Rural System's

Flights
An Avifaunal Center


Where should a serious graduate student go to become a world-class ornithologist? This question was posed in mid-October, 1992, to a group of Virginia Tech faculty. The answer was not apparent. There were experts here and there, and notable, single professors, projects, and departments (some with waning reputations). Perhaps there were places overlooked or rejected on the basis of inappropriate criteria, but the question suggested the possibility that such a place, several such places, might exist. The ensuing discussion led to the awareness that such a place could readily exist. . . at Virginia Tech perhaps, as they might conduct studies, and teach classes, but at a private enterprise center with diverse activities and world scope and interests..

From one perspective the place exists; from another, place is not critical, only the concept, but it needs work and development. This brief paper suggests that second viewpoint and related ideas, and is intended to become a basis for discussion leading to forming an alliance and developing a profiatble bird-related business.

My observations mixed with assumptions are listed. I suspect general agreement but they seem worthy of discussion for they are the basis for my concept of Flights and its life.

OBSERVATIONS AND ASSUMPTIONS

1. Students do seek to become ornithologists; some aspire to become superior.

2. Excellent students in a rich, diverse academic environment have a greater potential of becoming superior than those working within a single-professor environment.

3. Superior ornithologists are and will be needed.

4. There are many types of emphases taken by and specialties of ornithologists. Flights might participate in education, product development, tours, studies, demonstrations, product sales, and media development, collectively, a new type.

5. A large number of faculty and graduate students on campus and on nearby campuses now participate in one or more aspects of ornithology (e.g., biology, wildlife, veterinary medicine, poultry science, psychology, ecology, etc.).

6. There are many, local, non-university related interests in birds and growing numbers of bird watchers and elderly bird-feeders.
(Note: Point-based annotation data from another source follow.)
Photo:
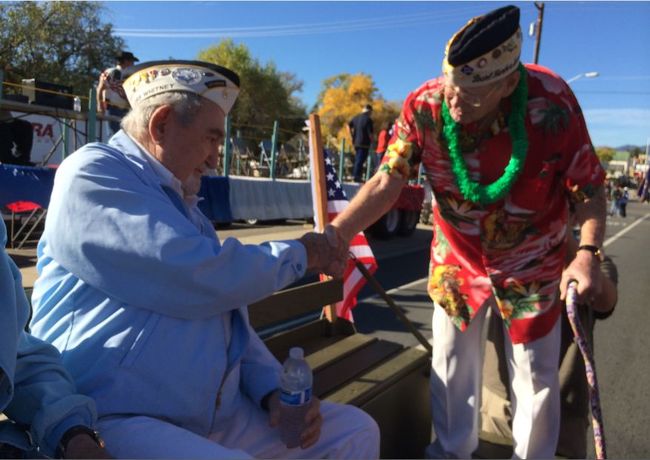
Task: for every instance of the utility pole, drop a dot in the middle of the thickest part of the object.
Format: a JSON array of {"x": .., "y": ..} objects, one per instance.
[{"x": 538, "y": 29}]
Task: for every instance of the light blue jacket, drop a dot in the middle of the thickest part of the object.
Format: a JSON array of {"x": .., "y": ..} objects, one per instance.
[
  {"x": 149, "y": 311},
  {"x": 35, "y": 389}
]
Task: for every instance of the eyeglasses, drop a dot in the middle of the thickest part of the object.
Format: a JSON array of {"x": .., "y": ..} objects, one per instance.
[{"x": 475, "y": 100}]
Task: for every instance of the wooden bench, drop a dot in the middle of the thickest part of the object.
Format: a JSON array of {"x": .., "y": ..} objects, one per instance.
[{"x": 385, "y": 379}]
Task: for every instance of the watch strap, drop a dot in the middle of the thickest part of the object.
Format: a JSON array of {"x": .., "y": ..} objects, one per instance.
[{"x": 595, "y": 250}]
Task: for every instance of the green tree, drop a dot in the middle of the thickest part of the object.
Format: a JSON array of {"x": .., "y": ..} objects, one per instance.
[
  {"x": 266, "y": 94},
  {"x": 605, "y": 154},
  {"x": 58, "y": 42},
  {"x": 342, "y": 97}
]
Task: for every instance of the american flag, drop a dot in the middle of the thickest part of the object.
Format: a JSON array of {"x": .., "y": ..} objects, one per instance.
[{"x": 353, "y": 280}]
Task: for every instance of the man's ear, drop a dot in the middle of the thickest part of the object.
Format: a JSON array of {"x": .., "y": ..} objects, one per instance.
[
  {"x": 512, "y": 81},
  {"x": 158, "y": 123}
]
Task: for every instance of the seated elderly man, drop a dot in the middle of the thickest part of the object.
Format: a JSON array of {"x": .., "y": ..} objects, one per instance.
[
  {"x": 148, "y": 307},
  {"x": 45, "y": 413}
]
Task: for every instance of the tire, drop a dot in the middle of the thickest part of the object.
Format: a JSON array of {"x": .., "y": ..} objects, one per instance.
[
  {"x": 408, "y": 222},
  {"x": 387, "y": 226}
]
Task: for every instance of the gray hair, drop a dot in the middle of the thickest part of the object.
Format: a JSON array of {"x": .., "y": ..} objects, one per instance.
[{"x": 186, "y": 105}]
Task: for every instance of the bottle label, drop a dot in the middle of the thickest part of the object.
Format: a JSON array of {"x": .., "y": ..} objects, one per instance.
[{"x": 295, "y": 398}]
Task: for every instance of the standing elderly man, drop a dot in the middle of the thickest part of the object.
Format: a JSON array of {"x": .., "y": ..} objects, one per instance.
[
  {"x": 148, "y": 307},
  {"x": 110, "y": 93},
  {"x": 361, "y": 130},
  {"x": 504, "y": 147},
  {"x": 45, "y": 413}
]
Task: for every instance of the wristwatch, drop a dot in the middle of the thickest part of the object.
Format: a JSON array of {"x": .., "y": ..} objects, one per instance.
[
  {"x": 595, "y": 250},
  {"x": 74, "y": 431}
]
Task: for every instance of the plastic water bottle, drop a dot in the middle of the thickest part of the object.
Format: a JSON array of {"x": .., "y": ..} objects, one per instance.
[{"x": 295, "y": 397}]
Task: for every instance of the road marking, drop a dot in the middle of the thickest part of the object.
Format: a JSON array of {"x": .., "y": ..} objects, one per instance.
[
  {"x": 613, "y": 238},
  {"x": 609, "y": 241}
]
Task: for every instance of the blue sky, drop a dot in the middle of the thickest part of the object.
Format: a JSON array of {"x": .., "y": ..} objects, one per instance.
[{"x": 401, "y": 44}]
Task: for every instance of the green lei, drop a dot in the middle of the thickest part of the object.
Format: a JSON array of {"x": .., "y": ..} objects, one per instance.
[{"x": 487, "y": 194}]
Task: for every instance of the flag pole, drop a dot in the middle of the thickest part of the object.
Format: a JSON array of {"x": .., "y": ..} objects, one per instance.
[
  {"x": 319, "y": 188},
  {"x": 391, "y": 303}
]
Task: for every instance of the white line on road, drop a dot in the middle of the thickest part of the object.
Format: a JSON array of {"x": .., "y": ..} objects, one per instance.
[
  {"x": 613, "y": 238},
  {"x": 607, "y": 242}
]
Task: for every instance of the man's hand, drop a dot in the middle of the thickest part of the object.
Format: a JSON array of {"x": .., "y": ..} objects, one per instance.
[
  {"x": 585, "y": 269},
  {"x": 84, "y": 446},
  {"x": 313, "y": 419},
  {"x": 326, "y": 252}
]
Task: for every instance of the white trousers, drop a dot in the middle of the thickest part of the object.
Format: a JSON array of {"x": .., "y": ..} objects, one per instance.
[
  {"x": 457, "y": 363},
  {"x": 347, "y": 432}
]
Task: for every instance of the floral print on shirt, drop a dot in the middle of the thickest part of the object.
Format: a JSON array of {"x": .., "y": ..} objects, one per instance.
[{"x": 512, "y": 250}]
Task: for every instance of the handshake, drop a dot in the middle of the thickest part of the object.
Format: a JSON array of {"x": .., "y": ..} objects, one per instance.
[{"x": 327, "y": 252}]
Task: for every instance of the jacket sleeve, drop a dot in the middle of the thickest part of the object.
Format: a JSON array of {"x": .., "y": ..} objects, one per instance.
[
  {"x": 45, "y": 396},
  {"x": 41, "y": 394},
  {"x": 125, "y": 237},
  {"x": 260, "y": 371}
]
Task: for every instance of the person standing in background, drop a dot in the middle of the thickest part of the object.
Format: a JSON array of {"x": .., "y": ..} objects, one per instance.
[
  {"x": 361, "y": 130},
  {"x": 110, "y": 94},
  {"x": 382, "y": 141}
]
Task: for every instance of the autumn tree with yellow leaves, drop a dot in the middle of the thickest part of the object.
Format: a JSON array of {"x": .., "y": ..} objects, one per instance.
[{"x": 342, "y": 97}]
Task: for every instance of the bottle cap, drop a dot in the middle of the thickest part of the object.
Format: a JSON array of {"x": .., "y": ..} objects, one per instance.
[{"x": 296, "y": 353}]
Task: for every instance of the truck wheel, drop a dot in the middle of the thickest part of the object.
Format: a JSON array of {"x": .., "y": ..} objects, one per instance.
[
  {"x": 408, "y": 222},
  {"x": 387, "y": 226}
]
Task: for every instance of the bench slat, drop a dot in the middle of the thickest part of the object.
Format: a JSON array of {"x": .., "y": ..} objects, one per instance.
[
  {"x": 338, "y": 350},
  {"x": 332, "y": 377},
  {"x": 294, "y": 302},
  {"x": 364, "y": 387}
]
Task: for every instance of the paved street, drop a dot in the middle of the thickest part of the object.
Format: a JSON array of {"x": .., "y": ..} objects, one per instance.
[{"x": 622, "y": 342}]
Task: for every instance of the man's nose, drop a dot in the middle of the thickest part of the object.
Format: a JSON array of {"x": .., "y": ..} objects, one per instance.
[{"x": 213, "y": 159}]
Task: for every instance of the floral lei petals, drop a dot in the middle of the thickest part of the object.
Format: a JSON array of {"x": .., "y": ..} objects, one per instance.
[{"x": 487, "y": 194}]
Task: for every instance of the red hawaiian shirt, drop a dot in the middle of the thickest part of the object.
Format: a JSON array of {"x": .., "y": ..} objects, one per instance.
[{"x": 512, "y": 249}]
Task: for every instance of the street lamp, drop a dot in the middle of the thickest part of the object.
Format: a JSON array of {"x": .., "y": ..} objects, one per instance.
[{"x": 580, "y": 75}]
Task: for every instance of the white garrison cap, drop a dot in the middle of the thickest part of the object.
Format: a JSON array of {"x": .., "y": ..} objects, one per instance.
[{"x": 213, "y": 82}]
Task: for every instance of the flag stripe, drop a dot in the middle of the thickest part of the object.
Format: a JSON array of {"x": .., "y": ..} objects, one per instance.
[{"x": 353, "y": 279}]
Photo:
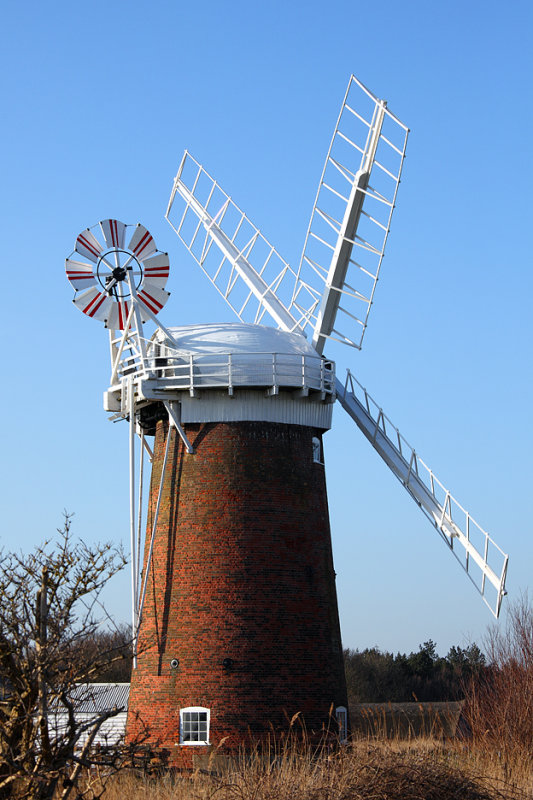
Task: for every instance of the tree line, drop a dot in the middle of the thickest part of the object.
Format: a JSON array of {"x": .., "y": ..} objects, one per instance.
[{"x": 374, "y": 676}]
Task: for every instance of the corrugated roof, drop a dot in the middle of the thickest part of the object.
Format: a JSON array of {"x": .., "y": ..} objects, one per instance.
[{"x": 93, "y": 698}]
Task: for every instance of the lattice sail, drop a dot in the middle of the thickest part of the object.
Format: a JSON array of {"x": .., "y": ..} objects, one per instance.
[
  {"x": 243, "y": 266},
  {"x": 484, "y": 562},
  {"x": 350, "y": 220}
]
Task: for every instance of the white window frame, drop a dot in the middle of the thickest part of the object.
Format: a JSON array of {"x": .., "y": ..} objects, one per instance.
[
  {"x": 194, "y": 709},
  {"x": 341, "y": 715},
  {"x": 317, "y": 450}
]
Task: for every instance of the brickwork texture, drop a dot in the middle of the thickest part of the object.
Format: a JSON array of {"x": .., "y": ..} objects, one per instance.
[{"x": 241, "y": 588}]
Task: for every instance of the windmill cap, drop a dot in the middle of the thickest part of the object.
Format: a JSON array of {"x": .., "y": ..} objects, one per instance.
[{"x": 236, "y": 337}]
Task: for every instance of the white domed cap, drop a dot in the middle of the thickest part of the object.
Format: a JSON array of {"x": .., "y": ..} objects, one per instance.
[{"x": 236, "y": 337}]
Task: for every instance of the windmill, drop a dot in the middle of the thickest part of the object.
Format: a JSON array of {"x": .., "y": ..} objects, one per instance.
[{"x": 235, "y": 612}]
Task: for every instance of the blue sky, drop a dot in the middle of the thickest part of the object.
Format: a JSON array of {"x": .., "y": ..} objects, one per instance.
[{"x": 101, "y": 99}]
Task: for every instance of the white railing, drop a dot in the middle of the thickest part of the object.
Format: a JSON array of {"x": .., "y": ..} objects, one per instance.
[{"x": 195, "y": 371}]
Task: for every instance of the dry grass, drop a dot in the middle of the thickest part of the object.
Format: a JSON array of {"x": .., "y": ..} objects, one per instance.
[{"x": 364, "y": 770}]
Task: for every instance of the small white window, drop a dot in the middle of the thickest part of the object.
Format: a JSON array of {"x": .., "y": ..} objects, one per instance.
[
  {"x": 194, "y": 725},
  {"x": 341, "y": 715},
  {"x": 317, "y": 450}
]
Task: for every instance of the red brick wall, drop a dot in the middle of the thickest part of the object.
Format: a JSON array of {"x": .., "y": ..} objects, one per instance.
[{"x": 241, "y": 569}]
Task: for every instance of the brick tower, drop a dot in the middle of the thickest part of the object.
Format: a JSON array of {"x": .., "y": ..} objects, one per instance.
[{"x": 239, "y": 627}]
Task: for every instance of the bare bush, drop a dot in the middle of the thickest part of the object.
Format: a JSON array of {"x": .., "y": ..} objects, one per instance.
[{"x": 49, "y": 611}]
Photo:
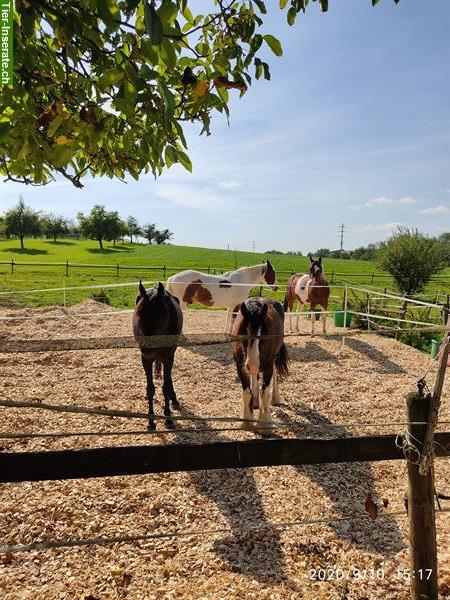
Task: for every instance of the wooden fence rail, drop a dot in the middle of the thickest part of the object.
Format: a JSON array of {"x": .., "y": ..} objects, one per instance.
[{"x": 138, "y": 460}]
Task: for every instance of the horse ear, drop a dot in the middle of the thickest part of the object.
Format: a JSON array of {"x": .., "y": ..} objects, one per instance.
[
  {"x": 142, "y": 291},
  {"x": 244, "y": 311},
  {"x": 160, "y": 292}
]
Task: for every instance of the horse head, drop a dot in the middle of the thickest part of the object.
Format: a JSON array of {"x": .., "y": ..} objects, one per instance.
[
  {"x": 253, "y": 314},
  {"x": 268, "y": 274},
  {"x": 315, "y": 267}
]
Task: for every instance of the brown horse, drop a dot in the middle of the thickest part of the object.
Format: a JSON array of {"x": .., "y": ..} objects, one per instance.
[
  {"x": 260, "y": 316},
  {"x": 309, "y": 288},
  {"x": 157, "y": 312}
]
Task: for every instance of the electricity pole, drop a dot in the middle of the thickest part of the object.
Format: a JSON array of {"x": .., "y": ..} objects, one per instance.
[{"x": 341, "y": 231}]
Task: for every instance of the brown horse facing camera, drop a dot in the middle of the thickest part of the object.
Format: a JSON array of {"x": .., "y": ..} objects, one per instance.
[
  {"x": 259, "y": 317},
  {"x": 157, "y": 312}
]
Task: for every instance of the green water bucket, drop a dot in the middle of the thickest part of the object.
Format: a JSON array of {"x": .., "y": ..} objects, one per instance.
[
  {"x": 434, "y": 348},
  {"x": 339, "y": 318}
]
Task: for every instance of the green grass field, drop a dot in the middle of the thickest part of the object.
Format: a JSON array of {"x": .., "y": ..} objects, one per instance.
[{"x": 32, "y": 276}]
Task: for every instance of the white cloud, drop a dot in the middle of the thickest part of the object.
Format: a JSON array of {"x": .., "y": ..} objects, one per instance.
[
  {"x": 200, "y": 197},
  {"x": 436, "y": 210},
  {"x": 407, "y": 200},
  {"x": 386, "y": 228},
  {"x": 232, "y": 183},
  {"x": 377, "y": 201}
]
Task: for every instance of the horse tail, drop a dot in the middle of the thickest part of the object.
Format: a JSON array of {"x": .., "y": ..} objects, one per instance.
[
  {"x": 158, "y": 368},
  {"x": 168, "y": 285},
  {"x": 281, "y": 361}
]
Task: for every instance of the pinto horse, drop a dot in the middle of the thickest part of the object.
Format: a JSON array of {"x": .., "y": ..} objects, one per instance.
[
  {"x": 157, "y": 312},
  {"x": 260, "y": 316},
  {"x": 226, "y": 291},
  {"x": 311, "y": 288}
]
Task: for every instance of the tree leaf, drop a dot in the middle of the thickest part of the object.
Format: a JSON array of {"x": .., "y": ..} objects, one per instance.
[
  {"x": 273, "y": 44},
  {"x": 4, "y": 130},
  {"x": 170, "y": 155},
  {"x": 153, "y": 24},
  {"x": 185, "y": 161},
  {"x": 54, "y": 124}
]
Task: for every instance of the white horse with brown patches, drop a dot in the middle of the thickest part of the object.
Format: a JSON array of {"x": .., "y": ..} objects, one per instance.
[
  {"x": 309, "y": 288},
  {"x": 228, "y": 290}
]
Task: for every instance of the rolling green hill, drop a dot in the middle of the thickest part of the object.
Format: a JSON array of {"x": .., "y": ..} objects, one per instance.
[{"x": 20, "y": 278}]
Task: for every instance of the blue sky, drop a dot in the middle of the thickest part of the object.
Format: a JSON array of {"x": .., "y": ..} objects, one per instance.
[{"x": 354, "y": 128}]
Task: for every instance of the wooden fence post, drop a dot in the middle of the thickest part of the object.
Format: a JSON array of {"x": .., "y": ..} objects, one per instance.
[{"x": 422, "y": 524}]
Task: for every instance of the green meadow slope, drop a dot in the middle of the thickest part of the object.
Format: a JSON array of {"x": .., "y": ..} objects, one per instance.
[{"x": 34, "y": 276}]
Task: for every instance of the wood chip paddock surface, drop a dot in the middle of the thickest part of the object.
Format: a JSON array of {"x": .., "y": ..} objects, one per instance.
[{"x": 331, "y": 388}]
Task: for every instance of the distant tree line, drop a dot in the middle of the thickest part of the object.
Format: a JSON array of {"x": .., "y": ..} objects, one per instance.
[
  {"x": 374, "y": 252},
  {"x": 21, "y": 221}
]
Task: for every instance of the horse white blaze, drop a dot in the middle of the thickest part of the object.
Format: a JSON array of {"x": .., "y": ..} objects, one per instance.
[
  {"x": 247, "y": 407},
  {"x": 265, "y": 414}
]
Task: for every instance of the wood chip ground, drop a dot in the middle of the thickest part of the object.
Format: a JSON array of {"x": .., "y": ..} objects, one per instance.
[{"x": 331, "y": 388}]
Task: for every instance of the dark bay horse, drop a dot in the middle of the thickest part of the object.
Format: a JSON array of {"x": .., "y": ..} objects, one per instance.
[
  {"x": 309, "y": 288},
  {"x": 157, "y": 312},
  {"x": 260, "y": 316}
]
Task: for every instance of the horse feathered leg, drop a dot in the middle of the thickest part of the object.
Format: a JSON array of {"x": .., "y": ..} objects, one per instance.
[
  {"x": 168, "y": 391},
  {"x": 255, "y": 391},
  {"x": 276, "y": 398},
  {"x": 148, "y": 368},
  {"x": 265, "y": 415}
]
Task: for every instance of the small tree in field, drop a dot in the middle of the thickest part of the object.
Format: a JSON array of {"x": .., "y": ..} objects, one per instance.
[
  {"x": 98, "y": 225},
  {"x": 21, "y": 221},
  {"x": 133, "y": 228},
  {"x": 411, "y": 258},
  {"x": 163, "y": 236},
  {"x": 149, "y": 231},
  {"x": 54, "y": 226}
]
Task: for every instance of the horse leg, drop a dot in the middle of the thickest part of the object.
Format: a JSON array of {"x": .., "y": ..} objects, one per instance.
[
  {"x": 313, "y": 317},
  {"x": 168, "y": 391},
  {"x": 247, "y": 399},
  {"x": 276, "y": 398},
  {"x": 265, "y": 416},
  {"x": 255, "y": 391},
  {"x": 148, "y": 368},
  {"x": 300, "y": 305}
]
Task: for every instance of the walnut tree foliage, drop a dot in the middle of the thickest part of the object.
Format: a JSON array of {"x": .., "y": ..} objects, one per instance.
[
  {"x": 104, "y": 87},
  {"x": 411, "y": 258}
]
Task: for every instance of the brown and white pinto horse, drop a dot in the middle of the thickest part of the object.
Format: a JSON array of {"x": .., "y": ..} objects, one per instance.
[
  {"x": 157, "y": 312},
  {"x": 309, "y": 288},
  {"x": 260, "y": 316},
  {"x": 225, "y": 291}
]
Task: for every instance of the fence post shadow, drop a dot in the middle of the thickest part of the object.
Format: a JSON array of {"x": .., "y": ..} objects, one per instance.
[
  {"x": 347, "y": 486},
  {"x": 234, "y": 491}
]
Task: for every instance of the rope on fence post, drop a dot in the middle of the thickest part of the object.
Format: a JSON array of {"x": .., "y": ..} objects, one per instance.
[
  {"x": 422, "y": 521},
  {"x": 345, "y": 311}
]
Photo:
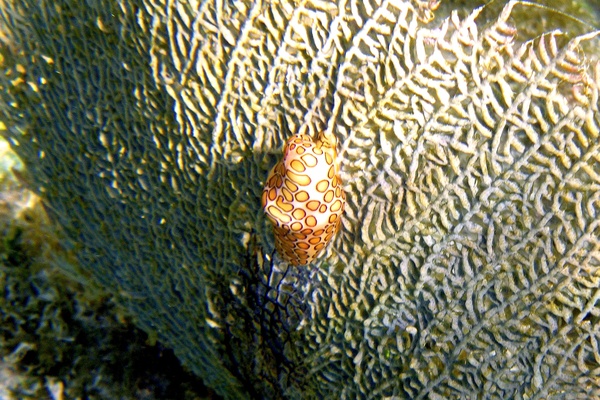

7. Continuing some recent traditions, it seems likely that alternative funding of research in this area will be needed.

8. Some new funding initiatives may emerge (e.g., for work with neotropical migrants).

9. It appears to some faculty that the rate of advancing ornithological knowledge has slowed, at least as related to the rate of emerging problems.

10. Opportunities exist to harness the energies and resources of a growing number of people interested in birds and their ecology.They form several distinctive markets.

11. Interest in international bird work is great. Tourism with birds as a focus are common.

12. There is a tradition of single-faculty, highly independent research. This may continue and an alliance of such people, hopefully and by stated intent, may seek to encourage and in no way retard such efforts.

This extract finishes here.